Só sei que gostava de
colocar aquele vendaval em um papel. Datilografava, tirava o papel, tentava
fazer alguma ilustração e guardava tudo debaixo da minha cama, dentro de uma
caixa de papelão. Eram meus segredos!
Onde eu usava a
máquina? Em um espaço pequeno e escuro, escondido, não frequentado, entre uma
parede, uma porta que nunca se abria e a Kombi estacionada do meu pai. Lá,
ninguém iria tirar a minha atenção.
Enquanto as crianças da
minha idade corriam nas calçadas, subiam árvores e faziam peripécias, eu
escolhia escrever para acalmar o vendaval constante, que punha em risco uma
vida que não vivia em paz.

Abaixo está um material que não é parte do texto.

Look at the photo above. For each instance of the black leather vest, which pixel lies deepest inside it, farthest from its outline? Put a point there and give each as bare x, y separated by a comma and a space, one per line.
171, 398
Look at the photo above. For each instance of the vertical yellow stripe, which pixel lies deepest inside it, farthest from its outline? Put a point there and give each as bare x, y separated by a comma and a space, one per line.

Ao sobrar tempo, eu corria para a rua, mas nem
sempre aproveitava com qualidade as brincadeiras. Parecia que nossos mundos não
se encaixavam.
Certo dia, confuso,
criança, melancólico, peguei a caixa com os textos curtos datilografados,
coloquei a máquina dentro e joguei tudo fora.
Ninguém nunca leu os
meus textos, à época. Nem sei mais sobre o que eu escrevia.
Repeti esse
comportamento várias vezes, sempre que tinha alguma crise, ao não conseguir
acalmar os vendavais constantes. Colocava tudo em caixas e jogava fora.
Por uma época, me
arrependi. Achei que nada daquilo deveria ter sido feito e que, hoje, eu
poderia compartilhar as minhas inquietudes.
No entanto, hoje,
adulto, entendo que era o meu inconsciente quem me levava para aquele espaço
escondido e escuro, e quem me fazia jogar os meus segredos no lixo dentro de
caixas de papelão. Na verdade, eu descartava qualquer forma de dor. Qualquer
indício de minhas ondulações psicológicas, já tinha destino certo: uma caixa de
papelão no lixo.
Insegurança, trauma,
crenças limitantes, carência dolorosas, choros escondidos estavam reunidos
naquela sala pequena e escura do mundo físico aflorando o que estava no
universo mental.
Hoje, guerreio contra
esse universo mental. Não quero mais caixas de papelão e salas pequenas e escuras.
Quero tudo livre, pleno, saboroso, consolidado, amigável, público.
Se eu me encontrar
diante de uma sala pequena e escura do meu inconsciente, quero acender a luz,
expandir as paredes, abrir as portas e caminhar livremente por elas.